Both felt appropriate, as did the song which began shortly after I failed to spy Laura at Mile 6: She's Not There by the Zombies.
I didn't catch a drop of rain on the half-marathon course, but instead collided with a wall of humidity leading the thunderheads. I walked away with Team Gross just moments before the worse of the storms hit (really, we were getting it the car as the severe rain reached LP Field).
Honestly, I would have preferred the rain. It would have save my last two miles.
Overall, the race had few kinks and few disappointments, aside from not seeing Laura and not getting iced down towels at the finish line. A rather corpulent man shove me and urged me to run straight. I reminded him that there are 30,000 people and he should just relax. Then I took that negative energy and pushed forward.
I resisted temptation the mock further. He looked solidly Italian, as much as my feet hurt, cement boots would have not have ease the pain.
Annoying new use for smart phones on the course - snapping picture of the clock time at each mile marker. Unless you start with the elite runners in Corral 1, that isn't your true time.
Until the 10-mile, I ran well. Better than expected.

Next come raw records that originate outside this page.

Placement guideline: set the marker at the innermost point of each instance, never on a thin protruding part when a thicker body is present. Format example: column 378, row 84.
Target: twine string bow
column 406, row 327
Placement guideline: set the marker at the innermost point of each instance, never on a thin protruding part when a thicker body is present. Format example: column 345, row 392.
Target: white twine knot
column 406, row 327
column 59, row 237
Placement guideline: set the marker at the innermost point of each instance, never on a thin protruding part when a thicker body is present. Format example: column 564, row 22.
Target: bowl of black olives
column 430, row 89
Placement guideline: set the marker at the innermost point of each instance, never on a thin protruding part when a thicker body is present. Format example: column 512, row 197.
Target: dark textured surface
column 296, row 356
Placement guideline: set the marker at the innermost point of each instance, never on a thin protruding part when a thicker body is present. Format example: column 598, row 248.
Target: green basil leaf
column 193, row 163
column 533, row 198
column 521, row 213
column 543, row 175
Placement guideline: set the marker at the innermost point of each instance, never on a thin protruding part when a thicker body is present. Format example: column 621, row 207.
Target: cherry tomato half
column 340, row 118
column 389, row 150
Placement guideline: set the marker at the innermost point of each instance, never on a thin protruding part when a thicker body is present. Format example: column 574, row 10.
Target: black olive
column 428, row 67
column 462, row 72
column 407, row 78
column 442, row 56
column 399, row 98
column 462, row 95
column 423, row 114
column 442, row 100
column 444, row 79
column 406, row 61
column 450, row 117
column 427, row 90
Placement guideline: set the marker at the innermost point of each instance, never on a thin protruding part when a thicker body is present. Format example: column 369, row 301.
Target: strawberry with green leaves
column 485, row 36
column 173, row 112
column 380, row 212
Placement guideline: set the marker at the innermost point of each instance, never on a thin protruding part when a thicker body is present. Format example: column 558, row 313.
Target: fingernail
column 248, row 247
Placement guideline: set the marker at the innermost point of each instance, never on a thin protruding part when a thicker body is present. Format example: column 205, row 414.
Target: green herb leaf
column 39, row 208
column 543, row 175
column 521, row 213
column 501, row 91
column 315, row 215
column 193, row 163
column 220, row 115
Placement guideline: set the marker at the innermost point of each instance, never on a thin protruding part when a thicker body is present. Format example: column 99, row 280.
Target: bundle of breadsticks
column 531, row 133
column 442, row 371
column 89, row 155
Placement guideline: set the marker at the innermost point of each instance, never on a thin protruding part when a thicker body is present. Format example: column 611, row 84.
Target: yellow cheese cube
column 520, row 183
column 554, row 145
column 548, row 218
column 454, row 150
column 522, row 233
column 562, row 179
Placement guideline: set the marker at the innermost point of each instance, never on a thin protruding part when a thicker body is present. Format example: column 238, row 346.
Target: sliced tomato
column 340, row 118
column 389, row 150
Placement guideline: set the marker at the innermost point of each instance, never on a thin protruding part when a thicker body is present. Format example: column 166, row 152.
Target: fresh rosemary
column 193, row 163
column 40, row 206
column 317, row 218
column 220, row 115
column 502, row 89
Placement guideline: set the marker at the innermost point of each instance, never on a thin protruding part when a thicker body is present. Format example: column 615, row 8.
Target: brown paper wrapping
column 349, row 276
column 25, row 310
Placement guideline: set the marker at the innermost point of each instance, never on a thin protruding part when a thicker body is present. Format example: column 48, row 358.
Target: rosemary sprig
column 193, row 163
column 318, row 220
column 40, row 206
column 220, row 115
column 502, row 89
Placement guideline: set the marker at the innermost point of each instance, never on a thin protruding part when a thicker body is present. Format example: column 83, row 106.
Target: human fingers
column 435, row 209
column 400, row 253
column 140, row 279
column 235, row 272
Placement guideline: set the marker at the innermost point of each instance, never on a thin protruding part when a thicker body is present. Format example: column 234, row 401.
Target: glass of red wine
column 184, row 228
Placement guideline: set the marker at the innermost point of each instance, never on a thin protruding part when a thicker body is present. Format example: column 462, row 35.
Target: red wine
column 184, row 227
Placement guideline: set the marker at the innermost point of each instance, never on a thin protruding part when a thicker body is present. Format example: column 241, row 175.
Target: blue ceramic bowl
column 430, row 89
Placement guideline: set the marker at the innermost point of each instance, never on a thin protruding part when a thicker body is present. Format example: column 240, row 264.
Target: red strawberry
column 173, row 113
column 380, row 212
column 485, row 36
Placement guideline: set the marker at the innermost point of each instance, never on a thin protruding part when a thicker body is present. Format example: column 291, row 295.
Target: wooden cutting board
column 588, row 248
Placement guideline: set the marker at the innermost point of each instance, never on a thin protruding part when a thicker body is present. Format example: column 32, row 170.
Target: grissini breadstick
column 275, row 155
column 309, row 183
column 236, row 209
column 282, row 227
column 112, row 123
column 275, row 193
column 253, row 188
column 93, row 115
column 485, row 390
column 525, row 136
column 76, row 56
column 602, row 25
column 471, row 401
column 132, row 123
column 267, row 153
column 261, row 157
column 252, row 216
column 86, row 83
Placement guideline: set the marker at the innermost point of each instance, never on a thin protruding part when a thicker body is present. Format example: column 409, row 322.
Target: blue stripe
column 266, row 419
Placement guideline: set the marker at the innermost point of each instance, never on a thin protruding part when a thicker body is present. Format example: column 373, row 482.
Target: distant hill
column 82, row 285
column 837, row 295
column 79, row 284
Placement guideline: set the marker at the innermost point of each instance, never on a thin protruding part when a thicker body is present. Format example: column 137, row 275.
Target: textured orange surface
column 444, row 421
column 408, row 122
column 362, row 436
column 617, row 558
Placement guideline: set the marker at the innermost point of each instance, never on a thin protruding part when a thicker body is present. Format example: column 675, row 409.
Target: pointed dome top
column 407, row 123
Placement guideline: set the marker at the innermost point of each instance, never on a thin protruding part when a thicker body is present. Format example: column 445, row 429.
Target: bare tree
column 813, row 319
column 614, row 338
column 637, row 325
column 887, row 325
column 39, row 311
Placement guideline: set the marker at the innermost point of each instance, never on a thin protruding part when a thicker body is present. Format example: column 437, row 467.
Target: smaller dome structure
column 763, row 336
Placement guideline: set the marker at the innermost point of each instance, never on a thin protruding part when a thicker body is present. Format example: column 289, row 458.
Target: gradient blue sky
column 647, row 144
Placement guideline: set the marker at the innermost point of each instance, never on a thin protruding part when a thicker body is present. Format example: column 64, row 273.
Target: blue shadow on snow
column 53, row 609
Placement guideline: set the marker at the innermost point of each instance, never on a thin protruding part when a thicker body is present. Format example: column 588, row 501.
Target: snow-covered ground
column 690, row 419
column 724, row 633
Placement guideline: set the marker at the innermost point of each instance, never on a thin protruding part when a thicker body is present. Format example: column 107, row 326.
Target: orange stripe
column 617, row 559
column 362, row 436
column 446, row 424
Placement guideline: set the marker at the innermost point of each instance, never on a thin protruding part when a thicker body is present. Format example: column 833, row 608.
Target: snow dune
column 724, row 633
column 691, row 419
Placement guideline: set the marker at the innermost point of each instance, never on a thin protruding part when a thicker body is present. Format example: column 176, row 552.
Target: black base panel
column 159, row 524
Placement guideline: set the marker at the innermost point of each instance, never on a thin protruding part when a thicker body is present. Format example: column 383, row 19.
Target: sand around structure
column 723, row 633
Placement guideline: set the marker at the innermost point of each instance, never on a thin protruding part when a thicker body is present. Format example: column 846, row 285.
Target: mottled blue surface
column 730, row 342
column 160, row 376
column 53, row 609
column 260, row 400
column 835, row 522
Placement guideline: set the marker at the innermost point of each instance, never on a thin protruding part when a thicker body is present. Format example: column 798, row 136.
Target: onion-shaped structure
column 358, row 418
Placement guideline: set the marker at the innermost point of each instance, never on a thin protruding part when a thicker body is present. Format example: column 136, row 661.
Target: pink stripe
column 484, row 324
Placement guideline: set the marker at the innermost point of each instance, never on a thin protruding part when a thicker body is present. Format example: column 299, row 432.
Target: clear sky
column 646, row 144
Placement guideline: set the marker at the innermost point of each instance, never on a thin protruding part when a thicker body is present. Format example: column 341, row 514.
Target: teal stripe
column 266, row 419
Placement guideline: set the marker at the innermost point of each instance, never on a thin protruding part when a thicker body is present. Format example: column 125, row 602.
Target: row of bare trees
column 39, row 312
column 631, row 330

Once we left the redeveloped portion of the Gulch, where the long condo tower shadows preserved the morning coolness, it got ugly. By the Mile 12 marker, my calves turned into a bundle of shrieking cramps, which sometimes emanated from my ankles as well.
As they popped and sizzled, I continued to run with what little gas I still had. But reasons to abandon that strategy were everywhere, lying on the sidewalk with paramedics administering ice packs or in the worst cases, oxygen.
Damn, I had finished 12 miles; if I walked most of the last one, what harm would arise? Beating my standard 2:26 minute time for the course was no longer my object; finishing without ruining myself was. So 2:32:46 will have to stand for now.
Despite grabbing three or four waters at the last few stops, I was Donovan McNabb at the Super Bowl and had no answer for humidity and dehydration. But my body's reaction to this year's round of unpredictable Nashville spring weather confirms my status as a cold-weather runner.